Reliance Industries and Bharti Enterprises have agreed to end negotiations over the sale of the latter's stakes in two insurance services firms, set up in a joint venture, with France's AXA. The agreement was announced on Friday. A statement by Reliance said the negotiations to acquire Bharti's 74 percent stake in the life and general insurance ventures were terminated as it was "unable to reach (an) agreement on the long-term vision and joint governance of the ventures" with AXA.

In June, Reliance industries, the country's largest listed company agreed, provisionally, to buy out Bharti's stakes, as part of its decision to move beyond its core operations in the energy industry. Neither party has disclosed any details of the transactions.

The original plan was to own, along with associates Reliance Industrial Infrastructure Ltd., 57 and 17 percent, respectively of the business in the life and general insurance organizations. Growth in the energy industry has been below expectations over the past year, prompting Reliance Industries to consider diversification into areas like telecommunications, financial services and retail.

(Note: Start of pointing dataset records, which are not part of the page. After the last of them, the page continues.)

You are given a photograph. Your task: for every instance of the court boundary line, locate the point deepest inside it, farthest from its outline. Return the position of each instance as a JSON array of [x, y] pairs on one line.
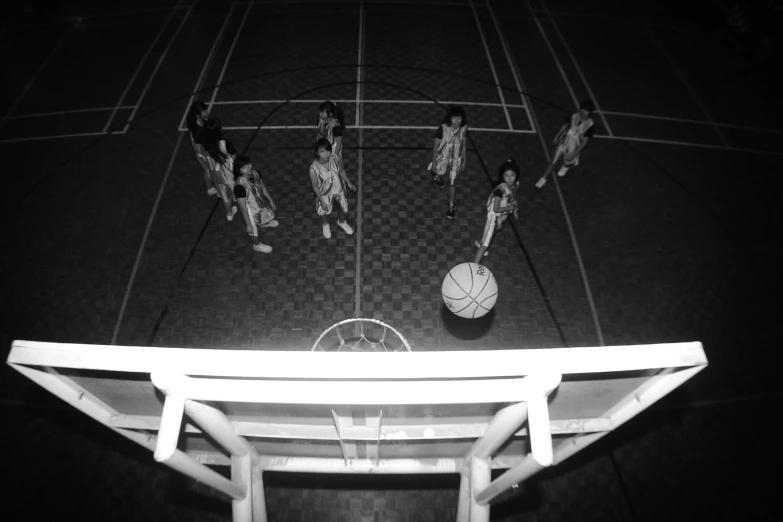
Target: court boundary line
[[70, 111], [578, 68], [141, 64], [207, 63], [381, 127], [690, 144], [161, 59], [520, 88], [38, 71], [688, 86], [359, 179], [687, 120], [552, 52], [230, 52], [594, 312], [419, 102], [491, 64]]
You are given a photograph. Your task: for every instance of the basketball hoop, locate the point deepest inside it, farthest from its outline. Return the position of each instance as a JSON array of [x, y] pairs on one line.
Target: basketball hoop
[[361, 335]]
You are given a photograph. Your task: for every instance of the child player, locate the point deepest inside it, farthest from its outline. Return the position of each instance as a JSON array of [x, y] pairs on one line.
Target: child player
[[571, 139], [448, 152], [501, 203], [326, 174]]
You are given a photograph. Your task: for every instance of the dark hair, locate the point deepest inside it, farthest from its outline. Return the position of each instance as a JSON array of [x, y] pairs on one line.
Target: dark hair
[[456, 110], [240, 162], [196, 108], [509, 164], [322, 142], [587, 105], [213, 149], [333, 110]]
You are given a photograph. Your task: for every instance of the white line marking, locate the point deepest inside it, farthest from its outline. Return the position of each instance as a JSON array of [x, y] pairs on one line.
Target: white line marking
[[38, 71], [687, 85], [141, 64], [357, 283], [384, 127], [228, 56], [699, 122], [491, 65], [689, 144], [517, 80], [157, 65], [56, 136], [578, 69], [207, 64], [553, 53], [421, 102], [582, 270], [144, 241], [72, 111]]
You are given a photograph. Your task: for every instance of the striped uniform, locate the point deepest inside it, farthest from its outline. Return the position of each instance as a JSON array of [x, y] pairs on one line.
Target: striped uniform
[[329, 186], [449, 157], [507, 197], [573, 138]]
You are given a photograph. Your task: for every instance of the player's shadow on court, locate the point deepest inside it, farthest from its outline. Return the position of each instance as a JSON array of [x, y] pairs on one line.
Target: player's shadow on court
[[466, 329]]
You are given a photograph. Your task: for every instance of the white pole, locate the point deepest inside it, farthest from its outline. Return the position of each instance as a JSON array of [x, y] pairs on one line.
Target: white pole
[[257, 491], [521, 472], [217, 425], [480, 477], [199, 472], [242, 508]]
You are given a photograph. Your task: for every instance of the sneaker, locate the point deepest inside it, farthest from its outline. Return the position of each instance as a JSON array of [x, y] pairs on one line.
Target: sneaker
[[345, 226], [436, 180]]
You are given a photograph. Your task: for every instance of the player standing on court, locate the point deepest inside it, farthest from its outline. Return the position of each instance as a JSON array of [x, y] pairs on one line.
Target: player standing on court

Bharti Enterprises, which controls mobile services provider Bharti Airtel, set up Bharti AXA Life Insurance and Bharti AXA General Insurance, in 2006. In an earlier communication, the company indicated that neither venture fit in with its long-term plans but confirmed on Friday that both insurance divisions will continue to develop its operations in India. Bharti's telecom unit is currently weighed down by the weight of a $9 billion acquisition of Kuwait-based Zain Group's African mobile operations, as well as the costs of launching its own 3G network in India.

A spokesman for Paris-based AXA declined to comment.

Ahead of the announcement, Reliance shares ended down 2.5 percent in a weak Mumbai market. Bharti Airtel closed 0.9 percent lower.